The author constantly draws upon sensual descriptions to describe the desire and delight the lovers take in each other. Fragrant perfumes waft around their bodies. Their voices are sweet. Their limbs recall sturdy trees in Lebanon. Their legs are smooth as alabaster. Their kisses drip with honey. Their intimate times together are compared to a lavish banquet.
The places where the lovers seek their moments of consummation are out in the fields, in the orchards and sheepfolds rather than in the city. The author seems to suggest that the proper setting for the expression of sexual love is out in the earthy countryside rather than in artificial environment of the city, even though the woman clearly lives in the city of Jerusalem.
All this shows a very different sensibility to that tradition in Christianity that maintains the superiority of the ascetic way. Rather than denial becoming the highway to spiritual fulfillment, the way of taking delight in all that the material creation has to offer becomes a royal road to God. How strikingly parallel is this sensibility to that of St. Francis in his magnificent canticle of creation. Francis seems to share the romantic cast of mind that we find in the Song.

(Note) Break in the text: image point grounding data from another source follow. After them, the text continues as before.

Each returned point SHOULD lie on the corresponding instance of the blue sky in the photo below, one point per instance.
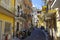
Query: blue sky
(37, 3)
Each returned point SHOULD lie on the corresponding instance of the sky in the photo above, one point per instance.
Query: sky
(37, 3)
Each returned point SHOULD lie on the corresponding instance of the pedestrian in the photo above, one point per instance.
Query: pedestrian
(37, 34)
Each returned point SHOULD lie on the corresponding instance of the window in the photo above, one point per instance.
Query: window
(6, 2)
(7, 27)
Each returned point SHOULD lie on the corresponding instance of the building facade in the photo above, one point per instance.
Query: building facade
(55, 5)
(23, 10)
(6, 18)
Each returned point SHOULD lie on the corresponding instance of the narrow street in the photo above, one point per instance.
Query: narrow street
(29, 19)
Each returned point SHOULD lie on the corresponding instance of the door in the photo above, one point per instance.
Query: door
(0, 29)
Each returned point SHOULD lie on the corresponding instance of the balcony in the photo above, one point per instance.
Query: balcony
(6, 9)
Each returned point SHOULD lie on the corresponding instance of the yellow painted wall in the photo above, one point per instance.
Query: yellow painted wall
(6, 18)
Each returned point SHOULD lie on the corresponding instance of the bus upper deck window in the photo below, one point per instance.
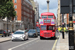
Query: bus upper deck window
(44, 16)
(50, 16)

Maybe this is one reason why our culture today is so soaked in eroticism. In our technological, industrial society with its heavy emphasis on intellectual achievement and sterile efficiency, we have lost touch with the earthy, sensual aspects of human life.
As a result we have become obsessed with those very aspects of life that we have denied. We long to regain wholeness, but we try to attain it by an over-compensation on that which we have lost. We need to regain a balance between city and countryside, between reason and emotion, between mind and body where all enrich the others.
An Ideal Vision
In the Song we also find an equality between the two lovers. Each takes the initiative not only in celebrating the other, but also in seeking out the other. Both are wooers. There is no hint of a patriarchal sensibility in the Song. Its sensibility is far from the viewpoint of Genesis 3 or of the Pauline passages that see the proper status of the woman in her subordination to a man.
Finally we note that there is no fear or anxiety in the Song about getting pregnant or disease. In fact, there is no reference at all to sex leading to child bearing. Sex in the Song exists for something different from procreation. It exists for the pleasure of the two lovers.
This omission tells us that what we encounter in the Song is an idealistic picture. In fact the author seems to be describing sex in the Garden of Eden before the Fall. Here is what sexuality would look like as God intended it in the act of creation. It is only after Adam and Eve have eaten their forbidden fruit, that they become conscious of their nakedness and feel the need to cover themselves because they feel ashamed (Genesis 3:7).
Since that Fall–however it occurs for each of us personally–sex becomes fraught with anxiety, fear, and defensiveness. It takes real psychological growth for us to re-enter the paradise described in the Song.
But that is part of the sublime beauty of the Song. It ushers us into the vision of wholesome sexuality, what our sexuality can become when we have outgrown all those fears and anxiety that mar our normal experience. The Song becomes the gold standard by which we can measure how our own sexuality falls short of what God longs for us.
For this reason, we can be thankful for the unconscious intuition (if it was really unconscious) that this book of magnificent poetry belongs in the Bible. It contains a message our sex-obsessed culture needs to hear. Could this in fact be an example of the inspiration of the Holy Spirit that we Christians confess lies behind the Bible as Scripture?
Note: The image is a reproduction of “The Kiss,” by the Austrian painter Gustav Klimt, 1907.